The federal government reportedly plans to shut down its COVID-19 contact tracing app, COVID Alert, sometime this week.
The news comes from The Globe and Mail, which cited two sources familiar with the situation. However, the publication didn’t identify the sources, who weren’t “authorized to discuss the shutdown.”
The report hardly comes as a surprise, given many provinces rolled out changes to PCR testing regulations that rendered the app useless several months ago.
Further, it was widely reported that COVID Alert had failed, based on the number of downloads and other usage metrics. Intended to help warn Canadians of potential exposure to COVID, only 6.9 million people downloaded the app by last February — Canada has a population of over 38 million people. Moreover, users had only inputted 57,704 codes declaring a COVID infection into the app. The Globe notes that at that time, over 3 million Canadians had contracted COVID-19.

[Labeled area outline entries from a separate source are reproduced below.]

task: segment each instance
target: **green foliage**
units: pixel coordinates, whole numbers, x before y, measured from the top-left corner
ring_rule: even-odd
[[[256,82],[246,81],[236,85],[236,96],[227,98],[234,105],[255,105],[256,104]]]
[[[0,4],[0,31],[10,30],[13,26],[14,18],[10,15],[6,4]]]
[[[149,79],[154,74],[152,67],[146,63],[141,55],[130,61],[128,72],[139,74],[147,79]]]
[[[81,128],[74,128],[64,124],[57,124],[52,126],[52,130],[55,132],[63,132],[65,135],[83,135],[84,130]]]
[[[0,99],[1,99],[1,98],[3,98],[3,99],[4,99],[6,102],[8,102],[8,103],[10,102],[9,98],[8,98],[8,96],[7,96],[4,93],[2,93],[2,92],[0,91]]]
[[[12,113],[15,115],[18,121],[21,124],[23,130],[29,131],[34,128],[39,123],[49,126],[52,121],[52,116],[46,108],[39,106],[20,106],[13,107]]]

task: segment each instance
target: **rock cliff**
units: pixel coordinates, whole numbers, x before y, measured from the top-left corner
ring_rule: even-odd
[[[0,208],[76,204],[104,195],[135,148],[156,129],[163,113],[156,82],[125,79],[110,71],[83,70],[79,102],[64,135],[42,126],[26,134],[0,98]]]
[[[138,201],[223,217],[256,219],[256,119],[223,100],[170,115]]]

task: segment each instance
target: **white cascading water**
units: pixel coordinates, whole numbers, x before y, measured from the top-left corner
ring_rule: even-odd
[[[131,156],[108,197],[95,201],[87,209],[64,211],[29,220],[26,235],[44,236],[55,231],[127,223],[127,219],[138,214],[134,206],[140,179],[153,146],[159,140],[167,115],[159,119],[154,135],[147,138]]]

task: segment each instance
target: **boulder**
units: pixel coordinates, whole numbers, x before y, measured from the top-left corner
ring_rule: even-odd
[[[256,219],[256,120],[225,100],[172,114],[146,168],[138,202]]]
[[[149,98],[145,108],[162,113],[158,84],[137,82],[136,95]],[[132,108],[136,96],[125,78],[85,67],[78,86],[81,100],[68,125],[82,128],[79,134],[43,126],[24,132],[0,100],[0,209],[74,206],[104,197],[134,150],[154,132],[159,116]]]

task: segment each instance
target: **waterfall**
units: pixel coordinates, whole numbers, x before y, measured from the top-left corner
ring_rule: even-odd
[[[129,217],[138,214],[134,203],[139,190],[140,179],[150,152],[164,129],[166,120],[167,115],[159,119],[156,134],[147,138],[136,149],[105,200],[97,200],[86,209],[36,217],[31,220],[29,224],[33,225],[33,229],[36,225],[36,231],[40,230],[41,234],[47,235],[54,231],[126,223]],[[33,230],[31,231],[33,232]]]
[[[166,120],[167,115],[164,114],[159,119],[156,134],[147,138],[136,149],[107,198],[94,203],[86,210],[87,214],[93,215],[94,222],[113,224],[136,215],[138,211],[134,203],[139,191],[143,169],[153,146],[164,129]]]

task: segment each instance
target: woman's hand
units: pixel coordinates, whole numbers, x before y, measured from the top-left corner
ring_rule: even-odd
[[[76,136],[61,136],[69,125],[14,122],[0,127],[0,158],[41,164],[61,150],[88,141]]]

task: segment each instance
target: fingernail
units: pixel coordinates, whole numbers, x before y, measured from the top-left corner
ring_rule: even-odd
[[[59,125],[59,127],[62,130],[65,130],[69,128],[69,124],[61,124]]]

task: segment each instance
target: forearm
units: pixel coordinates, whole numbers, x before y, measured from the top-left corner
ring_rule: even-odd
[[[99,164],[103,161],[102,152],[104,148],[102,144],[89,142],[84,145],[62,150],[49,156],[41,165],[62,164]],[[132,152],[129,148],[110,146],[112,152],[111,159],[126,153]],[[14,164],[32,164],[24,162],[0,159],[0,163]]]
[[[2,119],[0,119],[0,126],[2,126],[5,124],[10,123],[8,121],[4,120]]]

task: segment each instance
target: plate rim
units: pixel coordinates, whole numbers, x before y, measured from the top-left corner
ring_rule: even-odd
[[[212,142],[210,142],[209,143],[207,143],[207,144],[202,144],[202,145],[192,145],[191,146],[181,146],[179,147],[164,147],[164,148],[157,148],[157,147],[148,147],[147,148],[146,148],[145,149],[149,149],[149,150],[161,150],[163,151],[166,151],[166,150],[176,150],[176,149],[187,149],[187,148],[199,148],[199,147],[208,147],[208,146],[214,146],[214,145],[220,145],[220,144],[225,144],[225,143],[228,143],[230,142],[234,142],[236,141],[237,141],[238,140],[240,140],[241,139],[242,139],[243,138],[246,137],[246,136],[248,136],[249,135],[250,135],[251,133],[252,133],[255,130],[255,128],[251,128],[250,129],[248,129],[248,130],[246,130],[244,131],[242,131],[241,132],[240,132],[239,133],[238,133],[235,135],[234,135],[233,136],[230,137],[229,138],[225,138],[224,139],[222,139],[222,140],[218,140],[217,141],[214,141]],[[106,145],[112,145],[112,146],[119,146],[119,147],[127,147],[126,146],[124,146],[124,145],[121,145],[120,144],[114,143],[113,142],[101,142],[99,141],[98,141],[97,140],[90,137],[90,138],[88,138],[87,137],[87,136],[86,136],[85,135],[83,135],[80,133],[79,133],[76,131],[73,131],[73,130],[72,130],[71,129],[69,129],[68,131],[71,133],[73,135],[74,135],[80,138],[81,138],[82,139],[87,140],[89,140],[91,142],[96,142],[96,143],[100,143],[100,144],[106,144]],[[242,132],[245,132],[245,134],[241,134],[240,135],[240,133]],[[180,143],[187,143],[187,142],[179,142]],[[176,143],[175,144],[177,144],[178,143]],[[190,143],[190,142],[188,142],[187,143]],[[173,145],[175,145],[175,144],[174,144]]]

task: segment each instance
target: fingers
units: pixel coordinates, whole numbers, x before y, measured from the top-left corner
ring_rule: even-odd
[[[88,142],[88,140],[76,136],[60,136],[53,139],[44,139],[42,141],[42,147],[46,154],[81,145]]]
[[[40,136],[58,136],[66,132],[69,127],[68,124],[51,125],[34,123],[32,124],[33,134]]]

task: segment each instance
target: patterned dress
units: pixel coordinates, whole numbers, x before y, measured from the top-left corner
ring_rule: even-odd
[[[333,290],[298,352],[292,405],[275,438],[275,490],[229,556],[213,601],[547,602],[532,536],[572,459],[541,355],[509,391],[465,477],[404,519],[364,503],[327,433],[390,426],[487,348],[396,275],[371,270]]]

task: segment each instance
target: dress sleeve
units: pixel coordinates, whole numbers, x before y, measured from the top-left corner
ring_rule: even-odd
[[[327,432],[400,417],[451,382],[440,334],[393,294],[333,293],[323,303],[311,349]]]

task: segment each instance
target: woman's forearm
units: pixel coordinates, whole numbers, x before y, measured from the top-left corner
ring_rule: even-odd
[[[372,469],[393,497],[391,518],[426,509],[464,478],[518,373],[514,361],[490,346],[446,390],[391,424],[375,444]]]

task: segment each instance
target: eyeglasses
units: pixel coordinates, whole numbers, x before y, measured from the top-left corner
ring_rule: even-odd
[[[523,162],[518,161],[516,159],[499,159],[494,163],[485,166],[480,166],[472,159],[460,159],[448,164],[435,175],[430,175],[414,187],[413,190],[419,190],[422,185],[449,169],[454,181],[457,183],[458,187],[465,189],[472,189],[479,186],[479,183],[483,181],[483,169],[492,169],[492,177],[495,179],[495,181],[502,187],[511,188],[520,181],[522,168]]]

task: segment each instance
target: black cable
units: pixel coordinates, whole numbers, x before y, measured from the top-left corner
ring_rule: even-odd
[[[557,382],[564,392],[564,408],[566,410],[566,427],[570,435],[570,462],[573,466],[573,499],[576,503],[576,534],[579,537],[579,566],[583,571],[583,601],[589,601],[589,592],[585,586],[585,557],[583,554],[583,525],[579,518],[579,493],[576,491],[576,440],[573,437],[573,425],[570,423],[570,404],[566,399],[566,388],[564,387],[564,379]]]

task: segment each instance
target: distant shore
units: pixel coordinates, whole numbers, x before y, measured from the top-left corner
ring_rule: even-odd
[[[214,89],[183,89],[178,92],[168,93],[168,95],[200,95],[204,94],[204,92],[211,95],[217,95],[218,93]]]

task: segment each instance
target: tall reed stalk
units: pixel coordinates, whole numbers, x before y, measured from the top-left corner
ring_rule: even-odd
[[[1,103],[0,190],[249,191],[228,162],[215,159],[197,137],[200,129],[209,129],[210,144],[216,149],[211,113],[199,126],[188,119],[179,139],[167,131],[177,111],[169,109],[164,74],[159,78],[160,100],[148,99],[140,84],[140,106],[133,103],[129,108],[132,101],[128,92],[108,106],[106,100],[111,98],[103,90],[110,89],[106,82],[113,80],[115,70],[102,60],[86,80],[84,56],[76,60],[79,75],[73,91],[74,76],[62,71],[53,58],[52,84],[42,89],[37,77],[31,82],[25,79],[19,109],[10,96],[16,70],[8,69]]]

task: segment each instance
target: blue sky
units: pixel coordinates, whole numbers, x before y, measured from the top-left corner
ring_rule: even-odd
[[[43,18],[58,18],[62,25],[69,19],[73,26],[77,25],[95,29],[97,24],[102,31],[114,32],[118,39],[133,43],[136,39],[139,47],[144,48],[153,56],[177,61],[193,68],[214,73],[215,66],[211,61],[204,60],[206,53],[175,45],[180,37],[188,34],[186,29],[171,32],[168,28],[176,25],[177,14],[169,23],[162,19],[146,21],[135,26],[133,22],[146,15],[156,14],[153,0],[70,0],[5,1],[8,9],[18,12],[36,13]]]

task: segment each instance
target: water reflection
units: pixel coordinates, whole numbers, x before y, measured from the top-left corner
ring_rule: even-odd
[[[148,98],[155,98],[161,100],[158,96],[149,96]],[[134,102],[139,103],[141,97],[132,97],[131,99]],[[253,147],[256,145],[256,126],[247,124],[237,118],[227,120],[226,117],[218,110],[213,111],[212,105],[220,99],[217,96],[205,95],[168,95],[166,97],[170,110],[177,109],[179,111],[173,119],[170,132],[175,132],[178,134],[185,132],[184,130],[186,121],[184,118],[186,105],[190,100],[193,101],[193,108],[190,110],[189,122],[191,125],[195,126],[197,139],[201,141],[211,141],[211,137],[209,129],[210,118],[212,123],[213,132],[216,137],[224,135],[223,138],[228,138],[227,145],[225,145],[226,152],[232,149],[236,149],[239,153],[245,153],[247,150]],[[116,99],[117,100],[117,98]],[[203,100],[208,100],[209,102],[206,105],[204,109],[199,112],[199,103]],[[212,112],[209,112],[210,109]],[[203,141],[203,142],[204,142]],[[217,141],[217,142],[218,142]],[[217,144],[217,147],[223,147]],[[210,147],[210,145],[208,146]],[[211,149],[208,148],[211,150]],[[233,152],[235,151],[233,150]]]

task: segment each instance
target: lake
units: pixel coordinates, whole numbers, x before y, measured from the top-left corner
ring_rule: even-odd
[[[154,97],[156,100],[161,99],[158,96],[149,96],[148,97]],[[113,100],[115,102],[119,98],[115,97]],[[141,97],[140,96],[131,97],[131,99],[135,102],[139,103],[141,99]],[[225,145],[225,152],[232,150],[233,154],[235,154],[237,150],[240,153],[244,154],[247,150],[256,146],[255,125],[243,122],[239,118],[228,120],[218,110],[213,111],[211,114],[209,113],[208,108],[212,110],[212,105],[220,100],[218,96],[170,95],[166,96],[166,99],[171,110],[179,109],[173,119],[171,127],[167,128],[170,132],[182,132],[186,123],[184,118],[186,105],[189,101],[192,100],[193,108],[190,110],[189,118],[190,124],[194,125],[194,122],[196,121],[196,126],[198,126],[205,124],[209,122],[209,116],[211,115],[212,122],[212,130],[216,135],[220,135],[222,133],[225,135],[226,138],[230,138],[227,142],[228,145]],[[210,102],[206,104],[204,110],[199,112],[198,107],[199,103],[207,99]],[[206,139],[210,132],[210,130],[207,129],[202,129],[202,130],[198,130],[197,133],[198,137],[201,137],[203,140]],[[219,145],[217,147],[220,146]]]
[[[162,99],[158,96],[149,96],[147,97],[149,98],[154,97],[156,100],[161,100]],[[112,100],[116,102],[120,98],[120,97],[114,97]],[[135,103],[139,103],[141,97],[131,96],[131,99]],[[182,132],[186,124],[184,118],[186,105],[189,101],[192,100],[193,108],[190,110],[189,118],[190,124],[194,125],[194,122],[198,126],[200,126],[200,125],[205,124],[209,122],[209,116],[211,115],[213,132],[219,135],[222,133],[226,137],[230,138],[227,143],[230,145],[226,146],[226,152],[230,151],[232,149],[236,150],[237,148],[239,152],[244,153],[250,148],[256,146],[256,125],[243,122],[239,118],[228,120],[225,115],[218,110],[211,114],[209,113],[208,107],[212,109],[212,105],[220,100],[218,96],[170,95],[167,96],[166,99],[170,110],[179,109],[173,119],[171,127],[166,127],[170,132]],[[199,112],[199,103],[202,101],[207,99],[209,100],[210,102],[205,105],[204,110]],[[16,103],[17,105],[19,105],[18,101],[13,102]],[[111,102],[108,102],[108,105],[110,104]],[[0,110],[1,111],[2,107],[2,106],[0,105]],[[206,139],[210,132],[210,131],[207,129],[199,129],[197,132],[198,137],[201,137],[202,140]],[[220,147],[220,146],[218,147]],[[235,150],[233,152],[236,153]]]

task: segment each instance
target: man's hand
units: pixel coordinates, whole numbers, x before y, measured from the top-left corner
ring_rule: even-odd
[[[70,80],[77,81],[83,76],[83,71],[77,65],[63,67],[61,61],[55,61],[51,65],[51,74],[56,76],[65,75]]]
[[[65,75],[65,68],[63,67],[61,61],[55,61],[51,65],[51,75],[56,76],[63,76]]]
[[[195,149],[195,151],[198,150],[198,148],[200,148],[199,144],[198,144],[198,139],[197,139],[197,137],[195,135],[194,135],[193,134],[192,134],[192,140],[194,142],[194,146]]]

For those unfamiliar with the app, COVID Alert ran on a system developed jointly by Apple and Google that leveraged smartphones’ Bluetooth capabilities to trade anonymous signals between people who were in close contact. If someone tested positive for COVID-19, they could input a code into the app, which would then send notifications warning of possible COVID exposure to other app users who had been near the person who tested positive.
While the underlying framework for the contact tracing app came from Google and Apple, COVID Alert was built by the Canadian Digital Service with help from Shopify and a security review from BlackBerry.